Padre João Cardoso – em 2009, Jubileu Áureo sacerdotal

João nasceu no Barracão, Brusque em 16 de maio de 1925, filho de Armindo João Cardoso e de Rosa Cândido de Jesus. Numerosa família de 11 irmãos. Em família assim, os filhos recebiam apelidos, e a João coube o de “Janga”.

O pai sustentou a família com o trabalho agrícola e com um engenho de farinha, no Barracão. Aos domingos gostava de tocar bailes, e João era muito dado a festas, especialmente a danças, as domingueiras de domingo à tarde.

Com 15 anos recebeu o primeiro emprego, de tecelão na Fábrica Renaux.

O tempo passou e, sendo um homem maduro nos seus 21 anos, começou a se questionar o que faria da vida: trabalhar, dançar, divertir-se, namorar?

E pensou em ser padre. Procurou o pároco de Brusque, um padre dehoniano. Este respondeu-lhe que já estava muito maduro para entrar no Seminário. Era ideia corrente que alguém adulto já estaria com convicções formadas e seria difícil passar-lhe novos valores, amoldá-lo para o sacerdócio.

João foi ao Seminário de Azambuja e lá encontrou o bondoso reitor Pe. Bernardo Peters, que logo o acolheu.

E assim, em 1947, com 22 anos ingressou no Pré-seminário em São Ludgero, para estudar o Preliminar, curso de admissão ao ginásio, tendo em vista que tinha cursado apenas o primário.

Os estudos em Azambuja foram de 1948 a 1952, um peso a ser carregado. Ali aprendeu a amar confiantemente Nossa Senhora do Caravaggio.

Cursou a Filosofia no Seminário de São Leopoldo/Viamão, de 1953 a 1955. A Teologia em Viamão, de 1956 a 1958. Podemos imaginar o sacrifício que era para João Cardoso estudar em latim, mas, ele queria ser padre e a dificuldade estava incluída no caminho.

A ordenação diaconal foi em 21 de dezembro de 1958, na catedral de Florianópolis.

Finalmente, em 6 de dezembro de 1959, o arcebispo Dom Joaquim Domingues de Oliveira ordenou-o padre, também na catedral de Florianópolis. Estava com 34 anos de idade, com toda a força para viver o ministério sacerdotal.

Ministério sacerdotal

Os muitos anos de presbítero, 58 anos, foram vividos numa área relativamente pequena sempre no município de Florianópolis, na baía sul na Ilha e no Estreito, continente. E, para sua alegria, sempre sob o patrocínio de Nossa Senhora a quem dedicava todo o seu afeto.

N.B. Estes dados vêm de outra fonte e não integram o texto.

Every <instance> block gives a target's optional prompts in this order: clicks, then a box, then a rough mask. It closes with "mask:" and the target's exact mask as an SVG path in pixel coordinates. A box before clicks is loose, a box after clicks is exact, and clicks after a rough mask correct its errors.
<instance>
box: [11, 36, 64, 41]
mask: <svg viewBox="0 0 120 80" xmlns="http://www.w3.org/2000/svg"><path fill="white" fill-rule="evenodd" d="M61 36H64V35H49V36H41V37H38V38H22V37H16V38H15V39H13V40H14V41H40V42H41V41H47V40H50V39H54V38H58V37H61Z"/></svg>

Padre João Cardoso – em 1959, neo-sacerdote

Em 6 de dezembro de 1959 foi nomeado vigário paroquial de Nossa Senhora de Fátima e Santa Teresinha, no Estreito, Florianópolis. Ali teve início seu “roteiro” pastoral: missa, confissões, visitar e benzer casas e difundir o Rosário.

Em 17 de janeiro de 1962, foi transferido como vigário paroquial de Nossa Senhora do Desterro, catedral de Florianópolis, onde era pároco Pe. Francisco Bianchini, atendendo mais a comunidade da Prainha, cuja Padroeira escolheu: sua querida Santa Teresinha do Menino Jesus. Num ano ergueu e inaugurou nova igreja. Foi incansável sua dedicação aos pobres, organizando a distribuição de cestas básicas doadas pelo serviço americano Aliança para o Progresso. Vivia-se o medo do comunismo, da influência soviética e ele pessoalmente estava atento a denunciar qualquer liderança que difundisse convicções políticas de esquerda. Para ele, o regime militar foi uma bênção de Nossa Senhora de Fátima, livrando o Brasil do comunismo ateu. Pe. Cardoso apreciava a Missa dos Homens, na Catedral, onde insistia na fidelidade conjugal e na confissão.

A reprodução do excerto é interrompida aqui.